Every now and then the sound of a tremendous slap rises above the general din. It comes from the cart up the street where the kamptulicon man holds forth every Sunday. The rows of floor-cloth stacked up in the cart are surmounted by a sort of banner on a pole, headed 'Public Notice,' detailing the virtues of kamptulicon, and finishing with 'guaranteed to last for twenty years.' This gentleman sells by auction, and possesses enormous lung-power. The slapping sound which attracted our attention was made by his periodically banging the roll of oil-cloth frantically against the side of the cart, to show how good it is. Near him, in the midst of a crowd, stands another man, with a placard. This one contains statistics respecting the composition of 'the human body,' from which we learn that the human body contains six million five hundred thousand air cells; and that something or other - heaven knows what - weighs '7¼ tons.' The owner of this instructive placard seems to be dilating on some cure for the ills of 'the human body.' We stand on the outskirts of the silent-gazing crowd of men and lads, and see the orator furiously gesticulating in the orthodox on-the-stump fashion. 'If yer don't believe me' - is the only but truculent remark which catches our ear.
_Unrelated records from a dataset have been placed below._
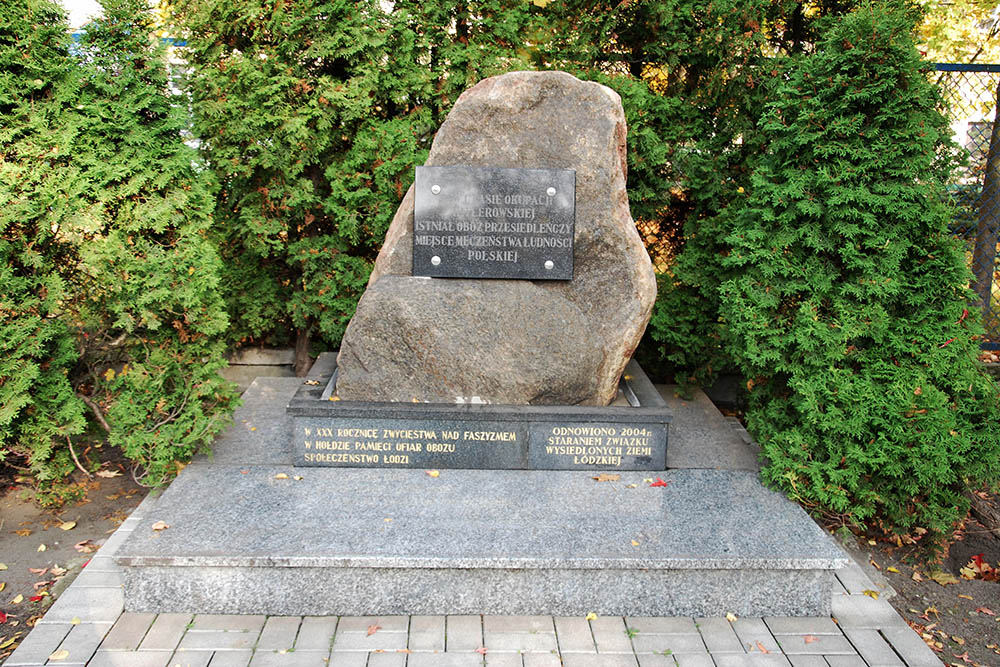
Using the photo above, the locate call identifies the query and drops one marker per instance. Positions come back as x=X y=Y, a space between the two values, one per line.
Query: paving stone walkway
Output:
x=89 y=624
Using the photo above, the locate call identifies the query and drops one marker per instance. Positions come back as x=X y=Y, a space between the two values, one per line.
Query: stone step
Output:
x=245 y=536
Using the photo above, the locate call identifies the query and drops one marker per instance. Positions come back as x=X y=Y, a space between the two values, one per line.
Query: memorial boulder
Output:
x=561 y=338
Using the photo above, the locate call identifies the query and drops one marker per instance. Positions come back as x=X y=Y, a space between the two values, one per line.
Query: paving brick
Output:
x=644 y=643
x=279 y=633
x=802 y=625
x=349 y=660
x=228 y=623
x=426 y=633
x=517 y=624
x=83 y=640
x=217 y=641
x=230 y=659
x=385 y=623
x=694 y=660
x=190 y=659
x=387 y=660
x=282 y=658
x=910 y=646
x=574 y=635
x=672 y=625
x=873 y=648
x=39 y=644
x=861 y=611
x=611 y=635
x=753 y=634
x=602 y=660
x=128 y=631
x=166 y=632
x=807 y=661
x=92 y=605
x=316 y=633
x=463 y=633
x=719 y=635
x=103 y=658
x=525 y=642
x=751 y=660
x=850 y=661
x=362 y=641
x=818 y=645
x=447 y=660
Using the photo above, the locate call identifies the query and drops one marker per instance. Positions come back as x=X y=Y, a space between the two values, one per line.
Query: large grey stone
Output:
x=514 y=337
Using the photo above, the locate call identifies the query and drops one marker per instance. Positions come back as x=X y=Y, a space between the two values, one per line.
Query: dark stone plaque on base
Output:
x=630 y=436
x=490 y=222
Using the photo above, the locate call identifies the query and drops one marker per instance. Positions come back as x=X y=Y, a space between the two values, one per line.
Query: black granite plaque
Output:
x=490 y=222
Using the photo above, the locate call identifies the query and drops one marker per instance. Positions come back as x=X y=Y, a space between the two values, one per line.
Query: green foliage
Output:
x=39 y=411
x=850 y=309
x=149 y=303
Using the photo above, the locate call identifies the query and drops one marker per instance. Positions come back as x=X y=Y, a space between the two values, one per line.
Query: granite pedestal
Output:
x=246 y=536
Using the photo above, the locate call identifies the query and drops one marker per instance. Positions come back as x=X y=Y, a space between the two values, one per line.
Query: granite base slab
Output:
x=345 y=541
x=630 y=434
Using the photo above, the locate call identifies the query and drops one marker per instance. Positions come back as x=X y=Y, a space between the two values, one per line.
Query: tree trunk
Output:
x=984 y=254
x=303 y=362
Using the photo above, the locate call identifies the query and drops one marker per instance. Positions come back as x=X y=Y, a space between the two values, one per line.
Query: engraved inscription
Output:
x=485 y=222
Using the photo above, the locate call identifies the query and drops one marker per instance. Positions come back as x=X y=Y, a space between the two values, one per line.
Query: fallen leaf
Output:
x=944 y=578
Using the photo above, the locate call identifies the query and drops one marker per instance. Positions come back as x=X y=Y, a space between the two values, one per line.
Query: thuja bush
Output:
x=850 y=314
x=39 y=411
x=148 y=304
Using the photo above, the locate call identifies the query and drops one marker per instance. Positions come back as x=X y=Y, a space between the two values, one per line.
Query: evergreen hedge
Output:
x=850 y=312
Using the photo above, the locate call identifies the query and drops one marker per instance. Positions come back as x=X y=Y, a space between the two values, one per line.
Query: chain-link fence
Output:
x=970 y=95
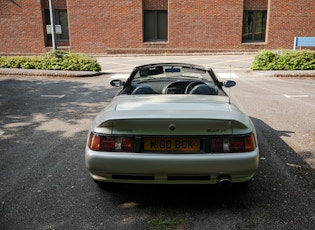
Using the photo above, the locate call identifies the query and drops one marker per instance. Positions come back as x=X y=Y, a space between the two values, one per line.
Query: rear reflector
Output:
x=111 y=144
x=233 y=144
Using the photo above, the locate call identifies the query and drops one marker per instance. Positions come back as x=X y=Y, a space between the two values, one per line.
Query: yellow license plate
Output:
x=172 y=144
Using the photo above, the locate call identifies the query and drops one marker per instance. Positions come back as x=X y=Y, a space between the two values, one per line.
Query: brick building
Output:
x=155 y=26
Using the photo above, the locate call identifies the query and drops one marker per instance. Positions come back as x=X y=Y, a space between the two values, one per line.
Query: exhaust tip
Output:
x=224 y=181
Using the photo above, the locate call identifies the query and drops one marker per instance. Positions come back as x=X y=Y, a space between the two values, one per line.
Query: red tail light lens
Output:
x=233 y=144
x=111 y=144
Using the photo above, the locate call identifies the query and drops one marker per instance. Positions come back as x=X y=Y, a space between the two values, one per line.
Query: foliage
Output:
x=284 y=60
x=53 y=60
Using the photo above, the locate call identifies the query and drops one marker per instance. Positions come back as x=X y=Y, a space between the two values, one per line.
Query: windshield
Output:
x=150 y=73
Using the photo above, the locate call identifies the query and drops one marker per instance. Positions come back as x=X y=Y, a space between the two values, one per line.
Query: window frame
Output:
x=253 y=29
x=156 y=26
x=59 y=37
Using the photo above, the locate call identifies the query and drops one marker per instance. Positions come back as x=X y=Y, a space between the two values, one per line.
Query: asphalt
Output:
x=61 y=73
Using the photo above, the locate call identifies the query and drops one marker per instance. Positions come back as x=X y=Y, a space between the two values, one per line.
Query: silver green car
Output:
x=172 y=123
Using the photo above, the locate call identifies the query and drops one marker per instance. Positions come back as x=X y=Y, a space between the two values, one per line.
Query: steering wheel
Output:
x=192 y=84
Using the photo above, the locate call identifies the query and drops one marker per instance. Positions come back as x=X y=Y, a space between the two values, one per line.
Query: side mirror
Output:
x=116 y=83
x=229 y=84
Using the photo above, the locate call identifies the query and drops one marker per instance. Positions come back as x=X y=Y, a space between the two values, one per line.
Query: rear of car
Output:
x=175 y=140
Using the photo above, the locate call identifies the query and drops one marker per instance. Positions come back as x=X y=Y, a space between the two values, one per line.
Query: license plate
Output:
x=172 y=144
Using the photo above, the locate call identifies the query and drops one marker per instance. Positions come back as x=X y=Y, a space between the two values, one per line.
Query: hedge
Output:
x=284 y=60
x=54 y=60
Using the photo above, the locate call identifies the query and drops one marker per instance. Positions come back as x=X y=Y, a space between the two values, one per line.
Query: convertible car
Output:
x=172 y=123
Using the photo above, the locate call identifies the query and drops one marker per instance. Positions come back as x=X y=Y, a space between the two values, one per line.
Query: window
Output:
x=61 y=18
x=155 y=25
x=254 y=26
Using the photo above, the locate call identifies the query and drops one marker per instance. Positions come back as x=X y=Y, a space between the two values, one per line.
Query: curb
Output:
x=50 y=73
x=287 y=73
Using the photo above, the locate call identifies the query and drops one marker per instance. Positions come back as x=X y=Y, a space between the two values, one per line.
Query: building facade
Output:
x=154 y=26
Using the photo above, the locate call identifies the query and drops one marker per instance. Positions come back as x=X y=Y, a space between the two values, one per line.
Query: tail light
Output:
x=233 y=144
x=111 y=143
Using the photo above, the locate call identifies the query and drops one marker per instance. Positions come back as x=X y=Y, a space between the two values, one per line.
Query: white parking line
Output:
x=294 y=96
x=227 y=75
x=55 y=96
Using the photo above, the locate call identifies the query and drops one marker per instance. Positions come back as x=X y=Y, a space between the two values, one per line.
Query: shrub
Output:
x=53 y=60
x=284 y=60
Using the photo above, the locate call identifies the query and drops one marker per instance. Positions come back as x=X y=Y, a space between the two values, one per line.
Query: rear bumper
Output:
x=170 y=168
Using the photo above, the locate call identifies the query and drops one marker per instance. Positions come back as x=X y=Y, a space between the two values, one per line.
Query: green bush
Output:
x=284 y=60
x=54 y=60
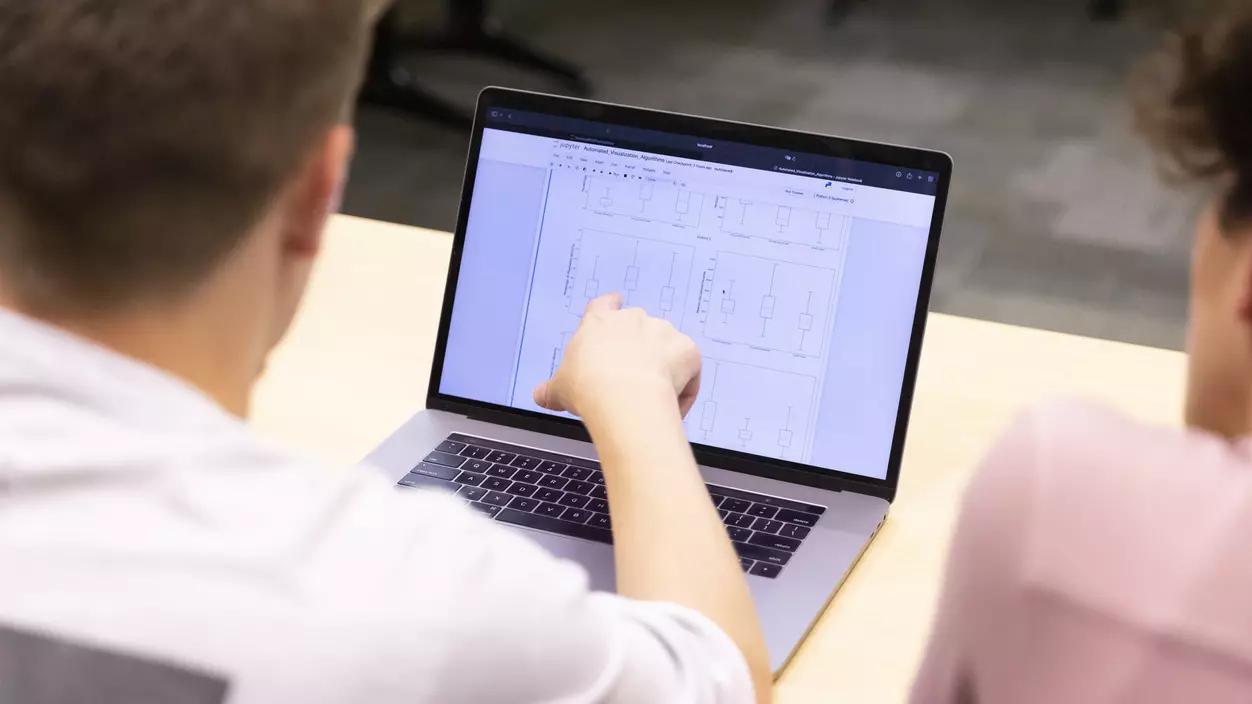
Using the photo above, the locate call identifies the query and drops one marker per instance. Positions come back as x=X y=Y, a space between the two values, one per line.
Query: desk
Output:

Next comes a man with a barrow covered with the 'Magic Firelight,' which is 'sold for advertisement.' 'A child,' we are told, 'of two years old could make a fire with it' - and with itself too, very likely, unless East-end babies are extraordinarily precocious. But it is getting well on into the afternoon: the conjurers and cheap jacks have carried the light of their presence elsewhere till next Sunday, the trouser man is packing up his stock, the old ladies with shawls over their heads are disappearing with the zinc pail full of coke embers which they bring to keep themselves warm. Petticoat-lane fair is over for to-day.